Re: [PATCH v2 1/3] sched/numa: advanced per-cgroup numa statistic

From: 王贇 <yun.wang@linux.alibaba.com>
To: Mel Gorman <mgorman@suse.de>
Cc: Ingo Molnar <mingo@redhat.com>,
	Peter Zijlstra <peterz@infradead.org>,
	Juri Lelli <juri.lelli@redhat.com>,
	Vincent Guittot <vincent.guittot@linaro.org>,
	Dietmar Eggemann <dietmar.eggemann@arm.com>,
	Steven Rostedt <rostedt@goodmis.org>,
	Ben Segall <bsegall@google.com>,
	Luis Chamberlain <mcgrof@kernel.org>,
	Kees Cook <keescook@chromium.org>,
	Iurii Zaikin <yzaikin@google.com>,
	Michal Koutn? <mkoutny@suse.com>,
	linux-fsdevel@vger.kernel.org, linux-kernel@vger.kernel.org,
	linux-doc@vger.kernel.org,
	"Paul E. McKenney" <paulmck@linux.ibm.com>
Subject: Re: [PATCH v2 1/3] sched/numa: advanced per-cgroup numa statistic
Date: Thu, 28 Nov 2019 10:09:13 +0800	[thread overview]
Message-ID: <3ff78d18-fa29-13f3-81e5-a05537a2e344@linux.alibaba.com> (raw)
In-Reply-To: <20191127101932.GN28938@suse.de>

On 2019/11/27 下午6:19, Mel Gorman wrote:
> On Wed, Nov 27, 2019 at 09:49:34AM +0800, ?????? wrote:
>> Currently there are no good approach to monitoring the per-cgroup
>> numa efficiency, this could be a trouble especially when groups
>> are sharing CPUs, it's impossible to tell which one caused the
>> remote-memory access by reading hardware counter since multiple
>> workloads could sharing the same CPU, which make it painful when
>> one want to find out the root cause and fix the issue>>
> 
> It's already possible to identify specific tasks triggering PMU events
> so this is not exactly true.

Should fix the description regarding this...

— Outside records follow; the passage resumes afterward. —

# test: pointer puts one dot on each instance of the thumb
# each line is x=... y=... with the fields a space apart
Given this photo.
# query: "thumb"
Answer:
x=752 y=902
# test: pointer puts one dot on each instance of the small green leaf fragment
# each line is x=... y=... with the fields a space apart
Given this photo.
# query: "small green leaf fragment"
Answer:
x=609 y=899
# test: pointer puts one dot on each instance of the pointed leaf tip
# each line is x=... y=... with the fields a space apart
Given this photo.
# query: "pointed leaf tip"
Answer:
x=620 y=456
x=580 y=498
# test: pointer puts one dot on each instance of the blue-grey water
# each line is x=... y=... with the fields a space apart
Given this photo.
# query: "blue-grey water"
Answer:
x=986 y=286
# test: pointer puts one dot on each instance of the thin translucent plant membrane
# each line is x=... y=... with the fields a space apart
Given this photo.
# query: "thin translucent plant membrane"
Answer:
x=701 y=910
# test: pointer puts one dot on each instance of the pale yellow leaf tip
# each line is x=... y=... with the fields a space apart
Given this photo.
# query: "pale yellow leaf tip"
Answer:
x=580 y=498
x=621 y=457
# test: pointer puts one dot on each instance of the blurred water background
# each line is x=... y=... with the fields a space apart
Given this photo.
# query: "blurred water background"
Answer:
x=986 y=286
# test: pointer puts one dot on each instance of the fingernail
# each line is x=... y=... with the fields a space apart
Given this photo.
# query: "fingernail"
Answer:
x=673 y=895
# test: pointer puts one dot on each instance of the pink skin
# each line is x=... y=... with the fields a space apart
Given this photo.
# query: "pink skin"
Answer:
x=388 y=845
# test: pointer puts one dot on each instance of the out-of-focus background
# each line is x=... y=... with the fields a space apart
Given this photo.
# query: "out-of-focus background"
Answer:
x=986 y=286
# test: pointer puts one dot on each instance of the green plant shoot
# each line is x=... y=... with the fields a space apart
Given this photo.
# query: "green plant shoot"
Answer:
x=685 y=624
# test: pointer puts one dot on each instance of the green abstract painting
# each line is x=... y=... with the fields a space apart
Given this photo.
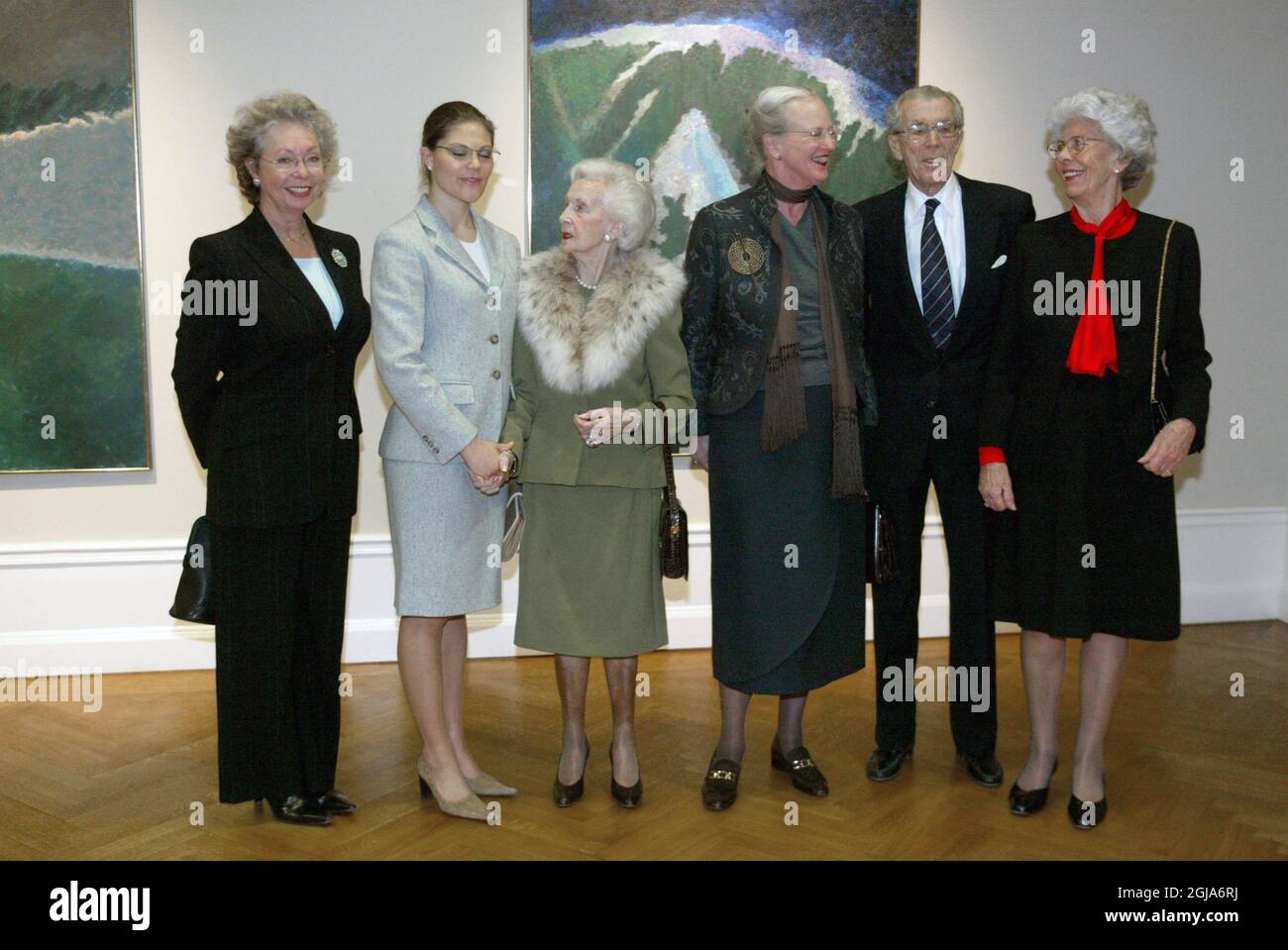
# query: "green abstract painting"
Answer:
x=664 y=85
x=72 y=372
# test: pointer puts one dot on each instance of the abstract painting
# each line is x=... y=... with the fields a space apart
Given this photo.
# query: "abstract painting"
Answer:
x=72 y=372
x=664 y=85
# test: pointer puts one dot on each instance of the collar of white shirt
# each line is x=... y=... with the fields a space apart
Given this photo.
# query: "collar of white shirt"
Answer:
x=949 y=200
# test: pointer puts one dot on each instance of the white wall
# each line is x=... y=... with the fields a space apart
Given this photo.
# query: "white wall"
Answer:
x=89 y=559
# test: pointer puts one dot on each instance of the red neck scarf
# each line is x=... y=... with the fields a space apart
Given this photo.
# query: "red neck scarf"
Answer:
x=1094 y=345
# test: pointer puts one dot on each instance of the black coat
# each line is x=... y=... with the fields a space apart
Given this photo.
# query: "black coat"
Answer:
x=278 y=431
x=1030 y=349
x=914 y=381
x=730 y=305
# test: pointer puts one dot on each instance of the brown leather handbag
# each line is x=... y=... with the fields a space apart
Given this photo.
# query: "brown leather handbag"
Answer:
x=674 y=533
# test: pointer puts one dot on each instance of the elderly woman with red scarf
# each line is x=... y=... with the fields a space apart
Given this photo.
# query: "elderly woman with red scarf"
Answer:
x=1096 y=391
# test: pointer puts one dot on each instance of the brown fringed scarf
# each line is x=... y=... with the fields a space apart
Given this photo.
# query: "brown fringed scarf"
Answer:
x=785 y=394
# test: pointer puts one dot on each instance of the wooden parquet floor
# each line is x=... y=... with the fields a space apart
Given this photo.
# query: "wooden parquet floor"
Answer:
x=1193 y=773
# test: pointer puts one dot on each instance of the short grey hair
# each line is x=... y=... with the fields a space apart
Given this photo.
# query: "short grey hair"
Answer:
x=248 y=133
x=1122 y=117
x=894 y=115
x=626 y=198
x=768 y=116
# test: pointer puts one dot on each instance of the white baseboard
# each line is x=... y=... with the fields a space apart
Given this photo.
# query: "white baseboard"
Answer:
x=104 y=605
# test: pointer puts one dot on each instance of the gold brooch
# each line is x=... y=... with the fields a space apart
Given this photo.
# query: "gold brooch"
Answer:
x=746 y=257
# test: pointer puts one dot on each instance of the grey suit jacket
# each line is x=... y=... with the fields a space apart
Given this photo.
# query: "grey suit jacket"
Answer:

I think you mean tools like numatop which showing per task local/remote
accessing info from PMU, correct?

It's a good one for debugging, but when we talking about monitoring over
cluster sharing by multiple users, still not very practical... compared
to the workloads classified historical data.

I'm not sure about the overhead and limitation of this PMU approach, or
whether there are any platform it's not yet supported, worth a survey.

> 
>> In order to address this, we introduced new per-cgroup statistic
>> for numa:
>>   * the numa locality to imply the numa balancing efficiency
>>   * the numa execution time on each node
>>
[snip]
>> +#ifdef CONFIG_PROC_SYSCTL
>> +int sysctl_cg_numa_stat(struct ctl_table *table, int write,
>> +			 void __user *buffer, size_t *lenp, loff_t *ppos)
>> +{
>> +	struct ctl_table t;
>> +	int err;
>> +	int state = static_branch_likely(&sched_cg_numa_stat);
>> +
>> +	if (write && !capable(CAP_SYS_ADMIN))
>> +		return -EPERM;
>> +
>> +	t = *table;
>> +	t.data = &state;
>> +	err = proc_dointvec_minmax(&t, write, buffer, lenp, ppos);
>> +	if (err < 0 || !write)
>> +		return err;
>> +
>> +	if (state)
>> +		static_branch_enable(&sched_cg_numa_stat);
>> +	else
>> +		static_branch_disable(&sched_cg_numa_stat);
>> +
>> +	return err;
>> +}
>> +#endif
>> +
> 
> Why is this implemented as a toggle? I'm finding it hard to make sense
> of this. The numa_stat should not even exist if the feature is disabled.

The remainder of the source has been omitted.